With Januarys predicted to get hotter and this year’s Australian Open already marred by smoke from bushfires, new research should prompt authorities to recognise the threat climate change presents to tennis and take action to safeguard its future as a summer sport.
A new report, Love 40 Degrees? Climate change, extreme heat and the Australian Open, by the Monash Climate Change Communication Research Hub, finds:
- Australian tennis is already experiencing the impact of climate change, with smoke from bushfires and extreme heat driven by climate change increasing health risks for players and the likelihood of match disruptions.
- Tennis authorities should consider a series of actions to protect players, such as extending the length of the tournament – to allow games to be cancelled in the hottest part of the day if it’s too hot on court – or moving the event to November or March.

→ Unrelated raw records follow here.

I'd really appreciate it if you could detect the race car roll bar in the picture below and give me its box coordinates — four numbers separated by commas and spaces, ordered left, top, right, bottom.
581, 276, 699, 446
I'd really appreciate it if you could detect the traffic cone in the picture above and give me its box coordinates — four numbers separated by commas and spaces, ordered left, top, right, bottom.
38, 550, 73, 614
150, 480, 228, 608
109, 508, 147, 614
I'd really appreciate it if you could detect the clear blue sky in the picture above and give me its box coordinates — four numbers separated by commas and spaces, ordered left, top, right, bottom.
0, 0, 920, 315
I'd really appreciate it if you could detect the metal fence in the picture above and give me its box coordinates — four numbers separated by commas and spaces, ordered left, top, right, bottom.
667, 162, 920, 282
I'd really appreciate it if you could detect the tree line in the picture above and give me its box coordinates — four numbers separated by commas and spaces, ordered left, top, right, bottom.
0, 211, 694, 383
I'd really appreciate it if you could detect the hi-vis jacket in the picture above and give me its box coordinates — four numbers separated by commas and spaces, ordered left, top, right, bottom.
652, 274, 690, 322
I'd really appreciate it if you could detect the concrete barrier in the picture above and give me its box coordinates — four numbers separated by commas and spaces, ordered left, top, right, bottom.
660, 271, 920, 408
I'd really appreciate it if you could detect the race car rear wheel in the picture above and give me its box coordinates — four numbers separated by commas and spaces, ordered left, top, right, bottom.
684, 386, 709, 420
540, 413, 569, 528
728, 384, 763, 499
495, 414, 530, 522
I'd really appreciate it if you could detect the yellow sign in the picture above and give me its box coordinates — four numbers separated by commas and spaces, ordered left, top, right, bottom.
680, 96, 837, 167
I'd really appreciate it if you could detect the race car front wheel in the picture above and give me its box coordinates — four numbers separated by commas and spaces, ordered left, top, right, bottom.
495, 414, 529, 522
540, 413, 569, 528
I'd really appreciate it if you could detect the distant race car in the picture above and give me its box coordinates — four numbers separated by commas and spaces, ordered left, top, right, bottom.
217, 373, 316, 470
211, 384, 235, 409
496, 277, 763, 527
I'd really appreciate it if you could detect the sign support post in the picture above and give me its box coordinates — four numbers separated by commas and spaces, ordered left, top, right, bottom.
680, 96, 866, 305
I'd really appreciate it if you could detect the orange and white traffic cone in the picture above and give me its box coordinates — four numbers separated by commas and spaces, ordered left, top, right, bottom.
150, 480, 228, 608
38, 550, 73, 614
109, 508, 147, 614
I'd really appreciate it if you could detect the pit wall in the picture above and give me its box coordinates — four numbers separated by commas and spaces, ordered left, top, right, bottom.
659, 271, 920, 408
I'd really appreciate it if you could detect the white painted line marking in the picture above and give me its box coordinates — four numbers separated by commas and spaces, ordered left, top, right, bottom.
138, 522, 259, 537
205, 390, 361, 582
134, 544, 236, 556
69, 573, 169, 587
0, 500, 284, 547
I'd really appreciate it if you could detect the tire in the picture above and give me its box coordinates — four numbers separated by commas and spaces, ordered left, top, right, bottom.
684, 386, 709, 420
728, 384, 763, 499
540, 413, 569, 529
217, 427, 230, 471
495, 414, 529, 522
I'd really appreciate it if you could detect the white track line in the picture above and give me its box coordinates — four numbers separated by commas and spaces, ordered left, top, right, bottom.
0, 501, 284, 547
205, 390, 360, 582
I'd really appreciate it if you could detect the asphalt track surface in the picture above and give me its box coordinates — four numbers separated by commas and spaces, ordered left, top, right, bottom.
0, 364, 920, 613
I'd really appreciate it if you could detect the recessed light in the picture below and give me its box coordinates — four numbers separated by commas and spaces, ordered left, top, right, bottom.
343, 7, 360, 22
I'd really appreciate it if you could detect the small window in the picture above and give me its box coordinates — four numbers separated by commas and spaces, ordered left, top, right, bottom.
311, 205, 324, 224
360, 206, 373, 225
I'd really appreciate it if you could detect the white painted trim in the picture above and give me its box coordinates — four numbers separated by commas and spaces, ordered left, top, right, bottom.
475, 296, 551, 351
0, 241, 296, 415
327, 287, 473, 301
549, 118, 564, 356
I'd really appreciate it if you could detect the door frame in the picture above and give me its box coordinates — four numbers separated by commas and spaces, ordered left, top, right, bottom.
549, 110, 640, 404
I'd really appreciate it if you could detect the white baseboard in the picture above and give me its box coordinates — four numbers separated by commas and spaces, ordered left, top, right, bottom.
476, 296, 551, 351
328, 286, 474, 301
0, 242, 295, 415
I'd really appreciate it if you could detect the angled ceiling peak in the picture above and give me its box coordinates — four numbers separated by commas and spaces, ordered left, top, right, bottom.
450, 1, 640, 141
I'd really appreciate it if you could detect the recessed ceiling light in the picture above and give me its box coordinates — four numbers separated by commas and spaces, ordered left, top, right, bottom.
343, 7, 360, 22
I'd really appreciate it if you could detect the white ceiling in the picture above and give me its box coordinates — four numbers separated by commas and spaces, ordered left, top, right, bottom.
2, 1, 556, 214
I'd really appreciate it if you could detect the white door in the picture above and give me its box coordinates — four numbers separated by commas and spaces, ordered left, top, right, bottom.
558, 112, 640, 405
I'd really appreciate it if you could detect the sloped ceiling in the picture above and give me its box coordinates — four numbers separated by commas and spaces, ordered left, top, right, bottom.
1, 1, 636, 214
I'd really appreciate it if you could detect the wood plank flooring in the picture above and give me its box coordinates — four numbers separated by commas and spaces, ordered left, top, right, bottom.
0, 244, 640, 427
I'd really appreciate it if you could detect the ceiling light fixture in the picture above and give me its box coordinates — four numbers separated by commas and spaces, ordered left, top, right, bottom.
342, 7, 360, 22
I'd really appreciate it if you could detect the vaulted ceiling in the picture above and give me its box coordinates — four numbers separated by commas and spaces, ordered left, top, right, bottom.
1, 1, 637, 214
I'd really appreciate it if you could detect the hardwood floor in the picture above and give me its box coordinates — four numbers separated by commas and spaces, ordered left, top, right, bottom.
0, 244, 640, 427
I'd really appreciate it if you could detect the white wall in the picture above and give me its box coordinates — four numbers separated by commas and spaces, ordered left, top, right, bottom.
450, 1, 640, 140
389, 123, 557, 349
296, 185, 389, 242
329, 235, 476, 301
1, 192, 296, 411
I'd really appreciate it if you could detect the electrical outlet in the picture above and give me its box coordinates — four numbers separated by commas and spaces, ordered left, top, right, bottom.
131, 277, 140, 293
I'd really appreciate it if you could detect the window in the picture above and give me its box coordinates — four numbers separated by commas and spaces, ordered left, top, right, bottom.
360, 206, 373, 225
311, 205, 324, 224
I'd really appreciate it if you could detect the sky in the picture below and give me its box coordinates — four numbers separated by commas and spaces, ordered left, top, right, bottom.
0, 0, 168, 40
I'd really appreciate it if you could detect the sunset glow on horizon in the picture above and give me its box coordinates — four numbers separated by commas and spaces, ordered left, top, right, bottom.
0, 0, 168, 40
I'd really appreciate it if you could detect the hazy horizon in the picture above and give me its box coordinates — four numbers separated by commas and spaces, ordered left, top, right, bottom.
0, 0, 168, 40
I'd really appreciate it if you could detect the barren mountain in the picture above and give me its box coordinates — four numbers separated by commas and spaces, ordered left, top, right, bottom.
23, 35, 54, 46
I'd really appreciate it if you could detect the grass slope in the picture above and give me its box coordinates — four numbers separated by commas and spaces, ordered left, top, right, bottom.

- Climate change threats may soon represent ‘material financial issues’ for Tennis Australia and its directors, who could face liability under the Corporations Act for failing to adequately address and report these risks.
“Climate change is already hitting the Australian Open hard, with its recent history of players competing in extreme heat and the lead up to this year’s tournament marred by smoke from bushfires,” said Gavan McFadzean, Climate Change Program Manager at the Australian Conservation Foundation (ACF), which commissioned the research.
“The number of days over 35° in Melbourne during January is predicted to increase in coming decades.
“Appropriate heat policies are important to protect player health, but so is action to combat climate change, which is driving this extreme heat and more ferocious bushfire seasons.
“Tennis authorities have a responsibility to recognise the threat climate change presents to the Australian Open’s future as a January tournament.
“We commend Tennis Australia for joining the UN Sports for Climate Action Framework and urge it to raise its voice for strong, meaningful climate action from our government.”